In the F.A.O.’s 2011 report, the number of hungry people in the developing world in 1990 was 833 million — 20 percent of the developing world’s population. Then it was 980 million in the 2012 report, after the F.A.O. experts revised their methodology once again. By 2013, those 980 million hungry people had become 995 million — 23.6 percent of the population — who, along with the 20 million undernourished people in the developed world, added up to a staggering total of 1.015 billion.

This is the 1990 number that the F.A.O. now uses to explain how we have won a new battle against hunger. It also means that, to reach the United Nations’ goal of halving the proportion of the hungry in the developing world by 2015, we don’t need to go down to 10 percent of the population (half of that 20 percent), but to “only” 11.8.

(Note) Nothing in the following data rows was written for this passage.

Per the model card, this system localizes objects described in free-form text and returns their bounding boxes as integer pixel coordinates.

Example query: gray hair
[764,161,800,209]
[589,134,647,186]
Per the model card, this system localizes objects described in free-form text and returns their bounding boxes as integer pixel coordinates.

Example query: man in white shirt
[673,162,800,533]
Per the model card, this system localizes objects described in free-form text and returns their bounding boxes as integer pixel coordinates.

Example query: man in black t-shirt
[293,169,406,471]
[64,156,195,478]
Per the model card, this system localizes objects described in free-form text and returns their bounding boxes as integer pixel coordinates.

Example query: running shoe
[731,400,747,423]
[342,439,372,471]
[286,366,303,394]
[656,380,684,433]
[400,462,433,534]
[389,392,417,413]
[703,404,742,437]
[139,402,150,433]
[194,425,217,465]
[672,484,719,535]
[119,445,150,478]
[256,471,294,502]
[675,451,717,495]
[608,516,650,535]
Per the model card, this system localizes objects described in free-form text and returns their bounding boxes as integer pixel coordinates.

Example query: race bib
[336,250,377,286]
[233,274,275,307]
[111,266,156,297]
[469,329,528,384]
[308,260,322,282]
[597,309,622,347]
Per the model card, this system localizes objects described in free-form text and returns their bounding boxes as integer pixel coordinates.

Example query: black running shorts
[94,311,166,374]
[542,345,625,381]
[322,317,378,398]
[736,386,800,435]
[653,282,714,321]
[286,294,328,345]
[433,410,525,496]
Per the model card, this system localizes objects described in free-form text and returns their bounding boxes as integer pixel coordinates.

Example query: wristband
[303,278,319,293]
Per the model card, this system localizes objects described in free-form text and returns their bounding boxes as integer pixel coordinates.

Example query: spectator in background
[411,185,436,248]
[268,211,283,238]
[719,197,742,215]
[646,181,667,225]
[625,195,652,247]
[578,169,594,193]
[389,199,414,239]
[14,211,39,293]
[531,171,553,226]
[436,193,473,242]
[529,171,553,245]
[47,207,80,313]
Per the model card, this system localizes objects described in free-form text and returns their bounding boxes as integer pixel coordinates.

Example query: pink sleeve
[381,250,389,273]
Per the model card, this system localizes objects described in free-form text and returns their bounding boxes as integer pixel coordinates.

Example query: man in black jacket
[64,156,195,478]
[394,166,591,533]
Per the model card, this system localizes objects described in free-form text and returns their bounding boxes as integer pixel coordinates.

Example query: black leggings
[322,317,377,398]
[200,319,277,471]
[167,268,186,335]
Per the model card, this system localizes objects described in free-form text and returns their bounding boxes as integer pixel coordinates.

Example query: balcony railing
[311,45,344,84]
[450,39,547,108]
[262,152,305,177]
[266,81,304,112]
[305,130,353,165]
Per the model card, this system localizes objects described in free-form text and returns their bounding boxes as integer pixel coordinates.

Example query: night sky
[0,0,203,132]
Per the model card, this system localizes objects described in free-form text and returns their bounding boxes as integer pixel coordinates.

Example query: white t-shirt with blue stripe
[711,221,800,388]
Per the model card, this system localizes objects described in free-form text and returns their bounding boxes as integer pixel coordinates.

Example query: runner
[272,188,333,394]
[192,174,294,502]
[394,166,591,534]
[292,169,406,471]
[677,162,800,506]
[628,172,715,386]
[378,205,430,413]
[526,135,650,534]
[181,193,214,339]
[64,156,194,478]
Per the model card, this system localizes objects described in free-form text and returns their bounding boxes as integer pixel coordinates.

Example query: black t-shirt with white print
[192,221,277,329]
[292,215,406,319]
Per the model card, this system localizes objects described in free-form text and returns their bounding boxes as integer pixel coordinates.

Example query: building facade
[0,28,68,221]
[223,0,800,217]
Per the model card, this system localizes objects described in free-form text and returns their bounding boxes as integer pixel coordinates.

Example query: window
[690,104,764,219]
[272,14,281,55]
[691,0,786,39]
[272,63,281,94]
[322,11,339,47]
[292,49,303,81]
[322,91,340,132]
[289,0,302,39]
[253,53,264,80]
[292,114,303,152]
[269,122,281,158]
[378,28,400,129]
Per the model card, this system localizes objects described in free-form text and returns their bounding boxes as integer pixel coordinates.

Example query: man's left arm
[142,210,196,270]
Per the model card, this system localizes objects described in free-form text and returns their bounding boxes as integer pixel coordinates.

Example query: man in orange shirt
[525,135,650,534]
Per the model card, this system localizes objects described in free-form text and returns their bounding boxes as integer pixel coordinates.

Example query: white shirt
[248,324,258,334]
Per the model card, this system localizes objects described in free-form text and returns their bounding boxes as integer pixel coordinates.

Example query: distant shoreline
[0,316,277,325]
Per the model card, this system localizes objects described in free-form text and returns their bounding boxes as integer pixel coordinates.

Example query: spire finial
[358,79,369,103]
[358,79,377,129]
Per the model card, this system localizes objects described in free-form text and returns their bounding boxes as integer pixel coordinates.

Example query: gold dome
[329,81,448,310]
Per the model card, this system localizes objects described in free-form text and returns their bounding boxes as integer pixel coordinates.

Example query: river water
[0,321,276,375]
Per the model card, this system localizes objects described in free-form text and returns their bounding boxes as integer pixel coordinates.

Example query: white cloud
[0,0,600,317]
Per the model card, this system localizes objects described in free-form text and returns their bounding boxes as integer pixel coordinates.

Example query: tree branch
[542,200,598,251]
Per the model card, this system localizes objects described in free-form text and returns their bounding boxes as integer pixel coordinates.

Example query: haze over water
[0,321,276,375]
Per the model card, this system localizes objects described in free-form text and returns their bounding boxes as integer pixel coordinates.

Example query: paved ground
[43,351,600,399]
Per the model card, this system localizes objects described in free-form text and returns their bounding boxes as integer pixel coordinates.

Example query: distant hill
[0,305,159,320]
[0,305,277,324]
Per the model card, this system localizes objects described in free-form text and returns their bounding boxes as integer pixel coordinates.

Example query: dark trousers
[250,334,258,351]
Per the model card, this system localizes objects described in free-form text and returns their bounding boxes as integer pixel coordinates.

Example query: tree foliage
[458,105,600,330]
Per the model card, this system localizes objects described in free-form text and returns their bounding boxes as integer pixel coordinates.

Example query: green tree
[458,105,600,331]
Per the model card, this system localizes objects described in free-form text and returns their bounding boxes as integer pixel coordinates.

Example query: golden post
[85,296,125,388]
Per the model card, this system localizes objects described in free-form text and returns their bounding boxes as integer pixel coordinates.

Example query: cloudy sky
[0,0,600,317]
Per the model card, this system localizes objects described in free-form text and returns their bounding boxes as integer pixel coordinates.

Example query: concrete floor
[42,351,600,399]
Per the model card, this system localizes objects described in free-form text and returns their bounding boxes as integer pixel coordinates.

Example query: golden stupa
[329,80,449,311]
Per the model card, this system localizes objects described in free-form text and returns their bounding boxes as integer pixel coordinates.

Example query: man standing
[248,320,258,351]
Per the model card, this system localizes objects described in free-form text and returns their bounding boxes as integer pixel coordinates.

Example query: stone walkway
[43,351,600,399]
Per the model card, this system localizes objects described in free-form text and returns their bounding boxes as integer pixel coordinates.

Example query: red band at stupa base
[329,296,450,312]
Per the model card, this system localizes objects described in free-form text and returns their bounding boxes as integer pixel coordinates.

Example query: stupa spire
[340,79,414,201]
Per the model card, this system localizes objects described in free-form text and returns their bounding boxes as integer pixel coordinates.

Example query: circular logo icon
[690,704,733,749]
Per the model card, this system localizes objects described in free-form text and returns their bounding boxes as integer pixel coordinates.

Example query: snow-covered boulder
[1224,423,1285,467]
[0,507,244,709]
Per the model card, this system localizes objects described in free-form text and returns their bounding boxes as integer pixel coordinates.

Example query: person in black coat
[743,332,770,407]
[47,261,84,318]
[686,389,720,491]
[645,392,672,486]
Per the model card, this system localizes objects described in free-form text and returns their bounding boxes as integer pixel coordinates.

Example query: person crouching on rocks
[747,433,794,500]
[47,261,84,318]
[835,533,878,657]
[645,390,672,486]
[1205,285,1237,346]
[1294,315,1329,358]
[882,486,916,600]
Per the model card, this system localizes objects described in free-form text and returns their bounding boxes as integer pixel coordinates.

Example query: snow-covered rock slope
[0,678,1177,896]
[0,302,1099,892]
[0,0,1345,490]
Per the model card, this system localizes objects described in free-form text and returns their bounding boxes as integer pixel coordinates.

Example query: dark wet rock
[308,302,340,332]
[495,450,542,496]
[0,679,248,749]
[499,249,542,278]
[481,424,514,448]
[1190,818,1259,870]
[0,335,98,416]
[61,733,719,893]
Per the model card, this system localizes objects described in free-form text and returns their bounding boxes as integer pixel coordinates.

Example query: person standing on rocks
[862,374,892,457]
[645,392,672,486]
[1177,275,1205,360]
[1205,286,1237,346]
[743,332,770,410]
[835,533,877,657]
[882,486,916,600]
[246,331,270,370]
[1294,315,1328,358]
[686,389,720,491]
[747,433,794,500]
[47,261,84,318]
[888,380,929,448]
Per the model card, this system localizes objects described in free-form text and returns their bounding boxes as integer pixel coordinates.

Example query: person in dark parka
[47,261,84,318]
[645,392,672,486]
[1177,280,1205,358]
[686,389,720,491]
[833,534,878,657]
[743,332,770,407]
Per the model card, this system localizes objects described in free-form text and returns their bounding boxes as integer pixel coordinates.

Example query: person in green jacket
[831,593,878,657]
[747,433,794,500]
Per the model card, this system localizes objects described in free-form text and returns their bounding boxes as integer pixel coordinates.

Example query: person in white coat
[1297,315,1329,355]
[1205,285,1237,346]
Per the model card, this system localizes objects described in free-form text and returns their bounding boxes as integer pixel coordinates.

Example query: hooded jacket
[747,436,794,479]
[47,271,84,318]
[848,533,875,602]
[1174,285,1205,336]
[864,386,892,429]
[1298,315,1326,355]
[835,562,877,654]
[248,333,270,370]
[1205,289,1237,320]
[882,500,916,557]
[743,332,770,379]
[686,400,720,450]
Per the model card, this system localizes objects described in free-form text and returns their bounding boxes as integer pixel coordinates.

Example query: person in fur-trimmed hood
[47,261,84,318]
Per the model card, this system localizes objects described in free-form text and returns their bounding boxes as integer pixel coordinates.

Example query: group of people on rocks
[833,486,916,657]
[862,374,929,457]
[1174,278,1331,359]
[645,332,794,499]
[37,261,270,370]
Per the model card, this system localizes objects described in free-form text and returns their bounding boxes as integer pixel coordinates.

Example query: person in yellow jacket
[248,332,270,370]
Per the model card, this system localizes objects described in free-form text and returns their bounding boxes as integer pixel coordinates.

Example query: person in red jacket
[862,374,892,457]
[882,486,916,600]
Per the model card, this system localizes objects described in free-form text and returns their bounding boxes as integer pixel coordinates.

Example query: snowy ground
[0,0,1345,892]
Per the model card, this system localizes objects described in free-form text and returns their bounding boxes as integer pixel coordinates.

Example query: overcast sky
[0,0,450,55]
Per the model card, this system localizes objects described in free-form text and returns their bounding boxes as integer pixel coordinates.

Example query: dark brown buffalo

It is possible to assume that statistical methods — factoring in new population, caloric and economic data — may be much better now than 30 years ago. It is harder to imagine that they have changed so much in the last three years as to add more than 160 million people who had previously stayed under the radar. We know that there is nothing more variable than the past, but it is unusual to watch it changing so fast, so visibly. You could say they are just numbers, abstractions; they wouldn’t really matter much if they were just bad propaganda figures. The problem is that they are, in fact, canonical figures: the kind that are used to determine funds and priorities.

This is not conscious corruption. It’s a symptom of an institutional culture that has to prove it is achieving important progress. The 1990 change justifies the United Nations’ efforts and jobs, as much as it quiets our consciences. And it has a double economic effect: It convinces donors that their money has been fruitfully invested, and it justifies the reductions of these investments. International food aid, after peaking at $5.5 billion in 2008, decreased to $4 billion in 2012, according to the Organization for Economic Cooperation and Development.

So maybe next time, when we are told that hunger is being defeated, it would be wise to keep asking where and how and whose. After all, these figures help define the lives of hundreds of millions — wait, how many hundreds of millions? — of the victims of persistent hunger, the greatest outrage of our time.